L’affaire Balco, du nom d’un laboratoire pharmaceutique américain établi à San Francisco, qui a éclaté en 2003, a déclenché l’un des plus importants séismes de l’histoire du sport américain. Elle a emporté la grande Marion Jones devenue en 2000, à Sydney, la première femme athlète à décrocher cinq médailles dans les mêmes Jeux Olympiques. La sprinteuse américaine, reconnue coupable de dopage, a été obligée de restituer ses titres. Avec la publication de plusieurs autres nom de stars de l’athlétisme américain, des mythes se sont effondrés. Beaucoup d’autres scandales ont permis de corser la lutte contre cette tricherie qui viole les valeurs immanentes et immuables intrinsèques au sport. Le dopage est devenu, aujourd’hui, un véritable cancer pour le sport. Il est omniprésent et n’épargne aucune discipline. Au Sénégal, la lutte est depuis des années dans le viseur. L’on s’étonne toujours de la rapidité avec laquelle certains lutteurs parviennent, en un temps record, à accroître leur masse corporelle, musculaire. Ce qui laisse planer le doute sur un recours à des produits dopants illicites.
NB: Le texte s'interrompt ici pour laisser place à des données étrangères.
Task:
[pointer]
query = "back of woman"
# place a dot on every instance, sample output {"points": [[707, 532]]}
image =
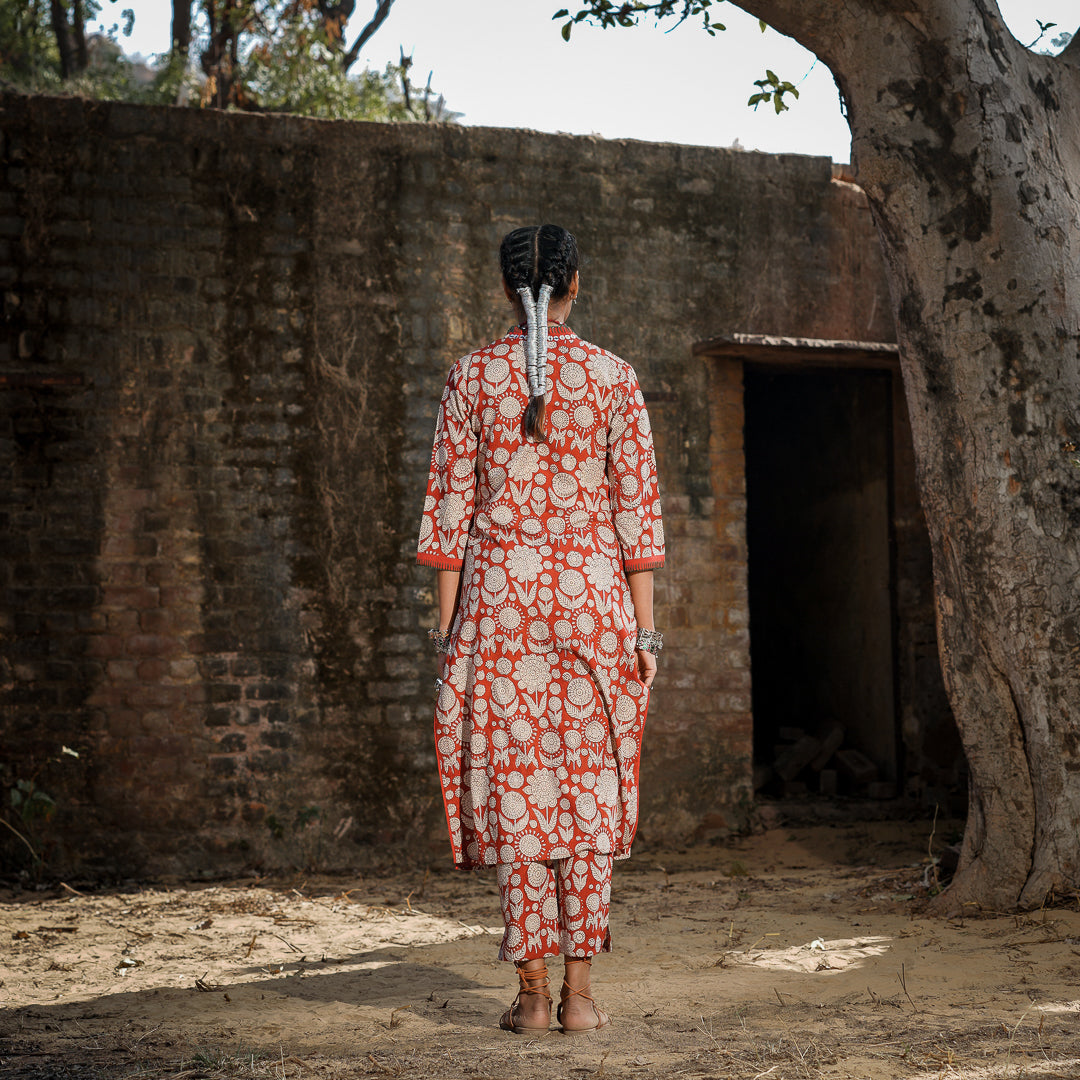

Tant de muscles et pas de contrôle, serait-on tenté de dire. Le Code du Sport est pourtant clair. « L’utilisation de substances ou de procédés de nature à modifier artificiellement les capacités d’un sportif ou à masquer l’emploi de substances ou procédés ayant cette propriété », nous dit-il en son article L.232-9 de la loi n°2006 405 du 5 avril 2006 pour définir le dopage. Plus question de s’accommoder de la triche. L’usage de substances dopantes doit être totalement interdit afin de conserver un sport « propre ». Pour promouvoir une pratique saine et équitable dans la lutte, il urge de mener une croisade contre ce fléau en mettant en place tous les éléments de base d’un programme antidopage efficace. Celle-ci devrait être une priorité du ministère des Sports qui doit donner le signal de départ de la traque aux tricheurs pour que le sport puisse garder ses belles valeurs et ses grands idéaux.